A recent update to HHS’s public breach tool revealed an incident involving Salina Health Education Foundation (d/b/a Salina Family Healthcare Center) in Kansas. The April 8th incident affected 9,640 patients and was coded as “Unauthorized Access/Disclosure E-mail.”
A statement dated June 2 explains:
Salina Family Healthcare Center (SFHC) notified more than 500 patients of an unintentional transmission of unsecured personal patient protected health information after discovering the following event:
On April 8, 2014, a staff member submitted a database to the National Commission for Quality Assurance (NCQA) for our involvement in a care coordination research study. The staff member responsible for our participation in the project inadvertently left a table in that database that included patients’ names, dates of birth, chart numbers and CPT codes associated with their care. Upon opening the email, the NCQA staff member who received the database immediately recognized the breach, deleted the database, and notified our staff member.
Rob Freelove, MD, CEO of Salina Family Healthcare Center said “We take the responsibility of protecting our patients’ information very seriously and we sincerely regret the inadvertent disclosure of patient information. We have thoroughly investigated this incident and believe the risk of patients’ protected health information falling into the wrong hands is incredibly low in this situation. We will closely monitor patient records at SFHC to ensure that there is no inappropriate subsequent access. We will do all we can to work with our patients and help them work through the process. We regret that this incident has occurred and we are committed to prevent future such occurrences. We appreciate our patients’ support during this time.”

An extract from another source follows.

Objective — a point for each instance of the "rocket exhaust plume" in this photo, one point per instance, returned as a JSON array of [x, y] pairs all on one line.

In an ongoing effort to improve the quality of care that we provide to all of our patients, we work closely with the National Committee for Quality Assurance. NCQA is a private, not-for-profit organization dedicated to improving health care quality.
In response to the breach, SFHC has taken the following steps:
- Received assurance from the NCQA staff member who received the file that the file was destroyed by their Information Technology Department.

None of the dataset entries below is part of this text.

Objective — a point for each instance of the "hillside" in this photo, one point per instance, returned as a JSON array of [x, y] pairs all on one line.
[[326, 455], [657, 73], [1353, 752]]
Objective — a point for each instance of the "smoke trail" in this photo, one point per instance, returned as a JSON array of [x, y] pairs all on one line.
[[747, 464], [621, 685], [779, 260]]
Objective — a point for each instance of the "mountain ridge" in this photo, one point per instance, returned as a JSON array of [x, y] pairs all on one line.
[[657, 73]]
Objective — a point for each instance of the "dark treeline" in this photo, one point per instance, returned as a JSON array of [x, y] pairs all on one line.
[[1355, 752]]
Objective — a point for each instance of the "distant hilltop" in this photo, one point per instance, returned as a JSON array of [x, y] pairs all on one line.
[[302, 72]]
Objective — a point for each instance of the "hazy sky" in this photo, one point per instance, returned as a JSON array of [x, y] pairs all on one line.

- Disciplined the staff member involved in this incident.
- Arranged to re-train all of our employees on the importance of protecting our patients’ personal health information.
- Assessed and modified our process for running reports from the electronic medical records to ensure personal information is removed prior to being submitted for research purposes.

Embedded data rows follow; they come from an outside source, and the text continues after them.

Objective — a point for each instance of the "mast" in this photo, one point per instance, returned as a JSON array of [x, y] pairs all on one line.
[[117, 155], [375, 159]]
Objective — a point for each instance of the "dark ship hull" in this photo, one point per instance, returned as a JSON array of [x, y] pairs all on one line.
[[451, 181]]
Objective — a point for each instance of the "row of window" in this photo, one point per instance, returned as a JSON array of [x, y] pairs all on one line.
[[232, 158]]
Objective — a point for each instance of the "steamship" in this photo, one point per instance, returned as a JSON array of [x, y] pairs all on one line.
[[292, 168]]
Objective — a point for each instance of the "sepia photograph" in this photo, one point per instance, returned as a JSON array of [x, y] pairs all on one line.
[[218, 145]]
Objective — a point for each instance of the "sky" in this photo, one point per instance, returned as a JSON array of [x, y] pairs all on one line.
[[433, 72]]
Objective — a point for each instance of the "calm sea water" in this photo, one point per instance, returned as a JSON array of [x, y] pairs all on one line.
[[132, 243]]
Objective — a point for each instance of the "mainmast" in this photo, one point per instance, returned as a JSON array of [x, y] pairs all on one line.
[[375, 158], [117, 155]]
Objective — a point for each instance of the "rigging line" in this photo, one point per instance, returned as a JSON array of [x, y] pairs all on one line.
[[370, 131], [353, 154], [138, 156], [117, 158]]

- Reported the breach to the Department of Health and Human Services.
In a notification to our patients, we have offered our resources and encouraged patients to contact their financial institutions to prevent unauthorized access to personal accounts, even though unauthorized access is highly unlikely to occur.
Patients may visit the Salina Family Healthcare Center Web site at www.salinahealth.org for further information. Salina Family Healthcare Center also has staff available for patients to call with any questions related to the data breach. Patients may call 1-888-312-3884 from 8:00 a.m. to 5:00 p.m. Monday – Thursday and Friday 8:00 a.m. -4:00 p.m. with any questions.
Please direct all questions to Audrey Lee, Director of Human Resources and Compliance at 1- 888-312-3884 or [email protected].
Given the circumstances, I tend to agree with them that this is a very low-risk situation. They do not indicate, however, whether the email was sent encrypted or unencrypted.